There's an important adage in business, "follow the money." Words to live by in this case.
Jerry Yudelson
Yudelson Associates10 thumbs up
October 30, 2014 - 4:28 pm
I think maybe some people are missing the point. The developer's comments ARE the market. S/he wants the brand value of LEED, but does not concede that LEED provides any enduring value beyond immediate lease up. The tool has gotten so complex and costly that most people who "sign the front of the check" don't see value commensurate with cost. The better step would be to start with the market and develop the tools around the demands of leading edge market participants (e.g., developers, owners, facility managers), not "onlookers" like architects and engineers who get paid no matter how the building does economically.
Brian Salazar
President, LEED AP, WELL APEntegra Development & Investment, LLC
56 thumbs up
October 30, 2014 - 4:42 pm
Jerry - Although I see your point, every day in fact. The truth is, we can't rely on the development community to implement change. If stripping the earth of natural resources, ad nauseum, makes a better proforma, they will do it (or at least consider it). The design community needs to influence change, promote change, and advocate for change. THAT part of the USGBC formula is correct, in my opinion. What's wrong is that the focus of LEED has gone from implementing change, to implementing a new score card. Instead of looking at how to affect long-term, sustainable (as in financially feasible and justifiable), and socially responsive changes to the fundamental way the market functions.
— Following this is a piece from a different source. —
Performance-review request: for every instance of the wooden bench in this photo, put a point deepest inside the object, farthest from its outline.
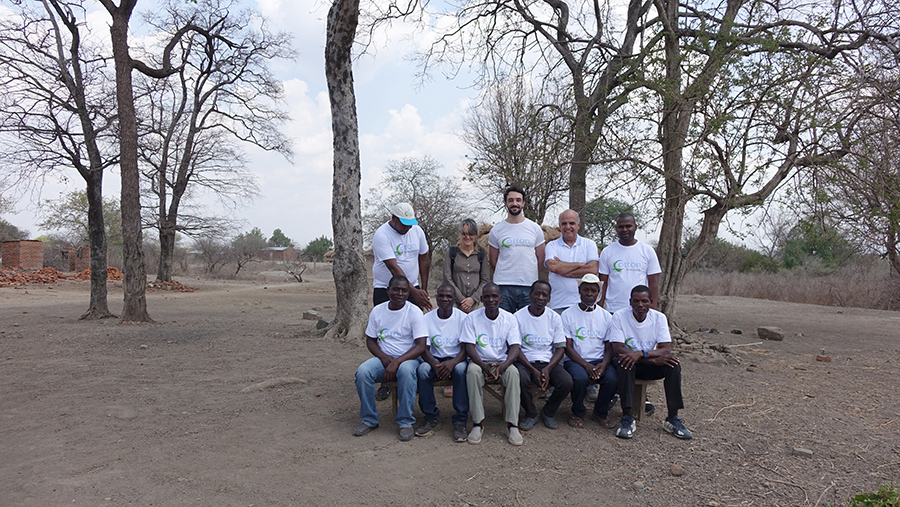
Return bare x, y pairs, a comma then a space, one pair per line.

The next step for green building should not be in determining whether a project accrues 20 or 21 EPDs, but whether the project will have a lasting POSITIVE impact on society (environment included).
The "currency" we are using to evaluate the success of a project is all wrong. It's still a function of traditional financial metrics, NOI, ROI, simple payback, instead of the much more complex and much more important measure of "total return" - The three Ps, manifest in financial terms. USGBC has an opportunity to use their position, influence and research to develop these metrics. But the window is closing.
Brian Salazar
President, LEED AP, WELL APEntegra Development & Investment, LLC
56 thumbs up
October 30, 2014 - 4:57 pm
One more thing...Not to belabor the point... (too late for that?!)
An example of where LEED fails: An underutilized land parcel in an urban setting that is repurposed as a community garden can't be LEED certified because it a) doesn't contain a permanent structure and b) doesn't have at least one regular occupant.
In my opinion, a project like that should AUTOMATICALLY get a LEED certification. The costs are minimal, but the positive impacts to the community and the environment are immense.
Contrast that example with City Place in Las Vegas which achieved LEED Gold, in a city with no water. There's a big disconnect between what's right and what's LEED.